牡蠣が食えたら

#牡蠣食えば のサブブログにしました。

由伸

 Facebookを見ていると私の知らない名前の人物が「結婚式を挙げました!」と報告しているのを見つけた。私は自分に関係のない人の投稿などがアクシデントで流れてくると片っ端からブロックしているので、基本的に知らない人の投稿がタイムライン上に表示されることはない。なので、お前誰だよ!と思い、その忌々しい結婚報告を詳しく見てみると、それは巨人の高橋由伸に似ているので皆から由伸と呼ばれていた中学の同級生、高橋だった。
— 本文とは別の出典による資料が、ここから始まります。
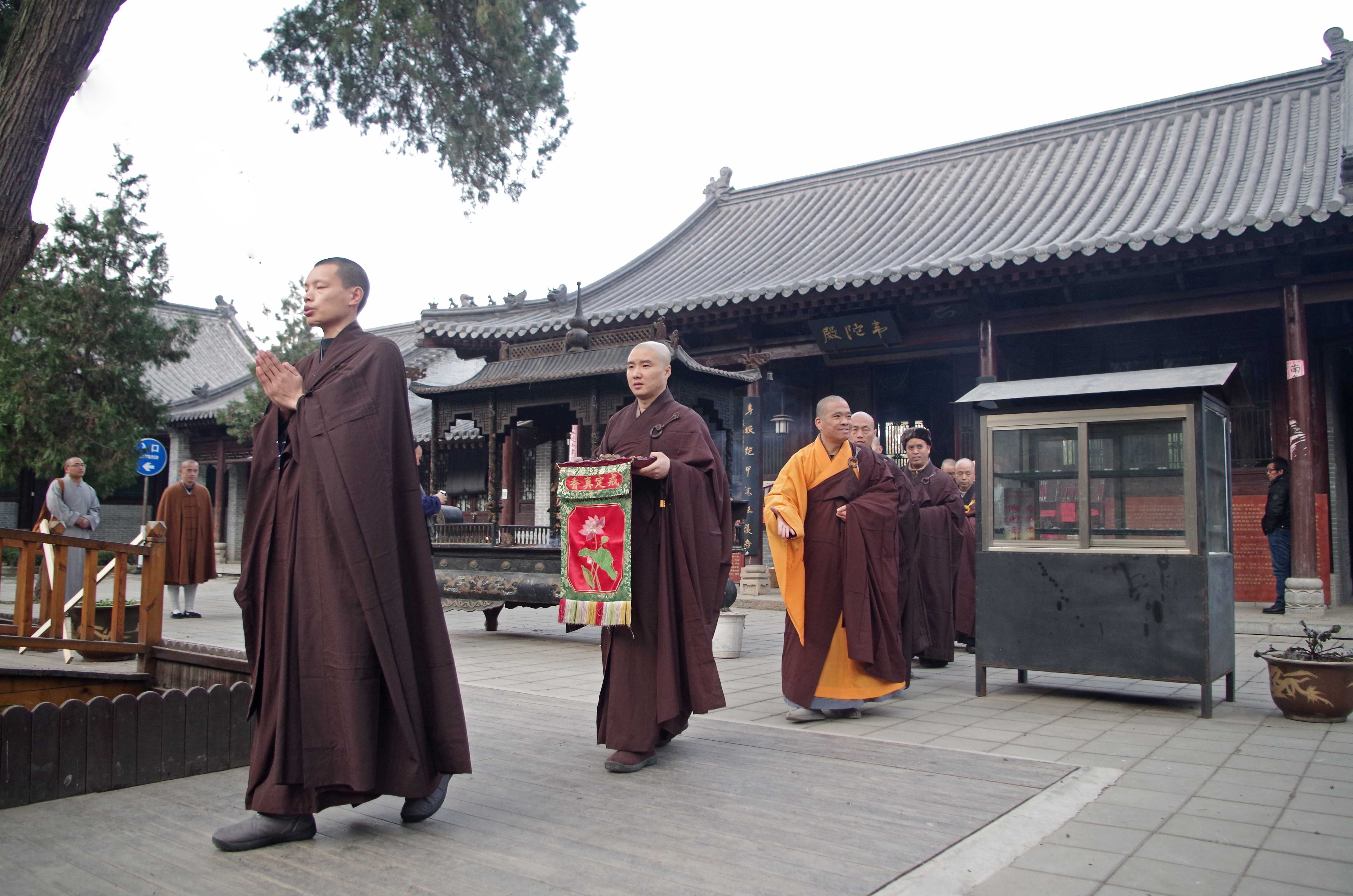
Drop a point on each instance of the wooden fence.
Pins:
(51, 752)
(51, 551)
 その同級生(以下、由伸という)は既にFacebookのおともだちだったので私のタイムラインに登場したのであったが、苗字が高橋ではなかったのでパッと見わからなかったのだ。ついでに写真も投稿されていたので由伸の結婚相手の顔を興味本位で拝見した。もちろんそれは知らない人の顔だった。中学時代の高橋由伸と言えばその甘いマスクに慶応大学卒というブランド、そしてなにより天才と呼ばれたバッティングで大変な人気があったが、チームは毎年のように他チームから大型選手を買ってくる上に肝心のその選手は活躍できず、他チームのファンからは非常に嫌われていた。私の地元はプロ野球チームが無いので地元にプロ野球チームがある人が羨ましいが、地元にプロ野球チームが無い子供は巨人ファンになる確率が高いという個人的調べがある。私の地元も例に漏れず、自動的に巨人ファンになる子供が多かった。それから巨人はたまに二軍が市営球場に来て試合をやってくれる。相手はライオンズの二軍だった。人間は自分の目で見たものを好きになる習性があるので、神宮球場の周りで練習後のヤクルトの選手をいつも見ている東京の小学生と違って日頃プロ野球を間近で見る機会のない田舎の子供にとってはそれだけで巨人ファンになる理由になったが、けれどもその年は私の周りでもアンチ巨人が多かった。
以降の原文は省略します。